When the limiting structure 441 of the limiting tube 44 is located in the limiting groove 5113, the outer sheath tube 12, the front handle 2 and the screw 31 can only slowly move from the distal end to the proximal end through rotating the knob 32, the releasing position of the artificial valve can be accurately positioned in the process, after the releasing position is determined, the press button assembly 4 is pressed and pulled backwards, at the moment, the limiting structure 441 is separated from the limiting groove 5113, the press button assembly 4 drives the connecting tube 33, the connecting tube 33 drives the knob 32, the knob 32 drives the screw 31, the screw 31 drives the first handle 2, the first handle 2 drives the outer sheath tube 12 to rapidly move from the distal end to the proximal end, and rapid release is achieved.

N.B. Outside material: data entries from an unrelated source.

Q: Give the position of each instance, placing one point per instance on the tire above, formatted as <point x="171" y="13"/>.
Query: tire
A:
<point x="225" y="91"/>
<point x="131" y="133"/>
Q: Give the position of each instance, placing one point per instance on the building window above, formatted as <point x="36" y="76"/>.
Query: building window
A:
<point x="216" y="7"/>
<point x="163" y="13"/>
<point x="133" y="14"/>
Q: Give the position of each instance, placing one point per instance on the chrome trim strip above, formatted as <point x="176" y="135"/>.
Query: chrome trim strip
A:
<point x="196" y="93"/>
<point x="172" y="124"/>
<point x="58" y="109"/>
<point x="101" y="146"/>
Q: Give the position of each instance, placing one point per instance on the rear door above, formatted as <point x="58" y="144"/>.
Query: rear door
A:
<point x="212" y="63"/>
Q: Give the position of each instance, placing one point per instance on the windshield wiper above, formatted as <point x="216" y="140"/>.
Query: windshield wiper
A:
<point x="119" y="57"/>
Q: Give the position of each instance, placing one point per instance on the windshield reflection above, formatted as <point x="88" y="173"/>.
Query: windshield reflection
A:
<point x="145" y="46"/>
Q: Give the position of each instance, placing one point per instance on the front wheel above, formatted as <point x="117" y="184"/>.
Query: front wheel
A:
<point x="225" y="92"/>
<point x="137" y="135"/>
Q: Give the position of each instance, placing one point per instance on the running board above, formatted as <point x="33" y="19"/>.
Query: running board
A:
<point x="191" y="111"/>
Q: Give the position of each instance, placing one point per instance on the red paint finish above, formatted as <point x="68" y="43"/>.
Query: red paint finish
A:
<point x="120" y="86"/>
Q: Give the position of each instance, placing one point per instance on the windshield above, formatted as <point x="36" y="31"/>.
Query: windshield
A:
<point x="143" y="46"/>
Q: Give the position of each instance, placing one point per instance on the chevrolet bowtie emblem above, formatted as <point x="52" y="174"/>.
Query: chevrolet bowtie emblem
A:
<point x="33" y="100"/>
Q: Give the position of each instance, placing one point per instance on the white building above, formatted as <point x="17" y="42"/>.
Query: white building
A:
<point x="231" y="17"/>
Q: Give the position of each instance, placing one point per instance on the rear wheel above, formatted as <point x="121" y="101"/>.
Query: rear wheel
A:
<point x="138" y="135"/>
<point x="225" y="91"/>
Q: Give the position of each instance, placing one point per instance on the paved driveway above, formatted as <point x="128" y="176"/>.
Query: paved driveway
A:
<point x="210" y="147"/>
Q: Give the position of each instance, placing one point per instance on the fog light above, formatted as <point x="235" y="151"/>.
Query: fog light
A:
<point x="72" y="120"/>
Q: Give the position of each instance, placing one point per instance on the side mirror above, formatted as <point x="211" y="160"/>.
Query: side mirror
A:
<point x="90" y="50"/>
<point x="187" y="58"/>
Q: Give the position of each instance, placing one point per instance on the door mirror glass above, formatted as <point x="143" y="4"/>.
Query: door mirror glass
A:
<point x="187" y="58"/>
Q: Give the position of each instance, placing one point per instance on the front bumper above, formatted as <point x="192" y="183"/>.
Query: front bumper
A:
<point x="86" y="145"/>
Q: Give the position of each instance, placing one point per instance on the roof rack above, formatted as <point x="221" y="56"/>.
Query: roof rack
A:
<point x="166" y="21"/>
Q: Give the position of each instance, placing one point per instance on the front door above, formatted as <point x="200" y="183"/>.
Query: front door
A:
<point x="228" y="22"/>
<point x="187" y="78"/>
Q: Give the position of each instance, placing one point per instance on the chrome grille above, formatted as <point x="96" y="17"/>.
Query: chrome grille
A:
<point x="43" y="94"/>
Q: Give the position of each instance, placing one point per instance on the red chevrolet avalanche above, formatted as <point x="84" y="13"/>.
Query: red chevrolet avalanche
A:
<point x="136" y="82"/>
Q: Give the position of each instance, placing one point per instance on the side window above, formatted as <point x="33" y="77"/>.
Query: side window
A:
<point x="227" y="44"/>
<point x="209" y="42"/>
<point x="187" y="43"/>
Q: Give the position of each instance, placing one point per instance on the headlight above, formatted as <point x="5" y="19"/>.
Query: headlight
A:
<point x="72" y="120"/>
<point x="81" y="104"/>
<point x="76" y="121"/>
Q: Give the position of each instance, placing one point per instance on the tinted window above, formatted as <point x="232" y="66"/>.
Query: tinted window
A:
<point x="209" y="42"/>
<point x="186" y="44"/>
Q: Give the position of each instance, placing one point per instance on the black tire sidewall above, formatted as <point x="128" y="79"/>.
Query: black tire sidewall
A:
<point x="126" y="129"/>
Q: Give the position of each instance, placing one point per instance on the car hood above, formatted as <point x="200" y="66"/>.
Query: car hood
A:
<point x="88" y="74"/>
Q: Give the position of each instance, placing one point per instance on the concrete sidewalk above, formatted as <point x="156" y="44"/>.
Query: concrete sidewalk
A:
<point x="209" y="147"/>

Correspondingly, the embodiment also provides a push-button type artificial valve conveying method, which specifically comprises the following steps:
(1) Loading a prosthetic valve between the mandrel and the outer sheath;
(2) The mandrel and the outer sheath are sent to an implantation position for pre-positioning;
(3) Slowly releasing the artificial valve by rotating the knob, and simultaneously adjusting the release position of the artificial valve;
(4) After the release position is determined, the push button assembly is pressed and pulled proximally, so that the quick release of the artificial valve is completed, and the accurate positioning of the artificial valve is realized.
The foregoing is only illustrative of the preferred embodiments and principles of the present invention, and changes in specific embodiments will occur to those skilled in the art upon consideration of the teachings provided herein, and such changes are intended to be included within the scope of the invention as defined by the claims.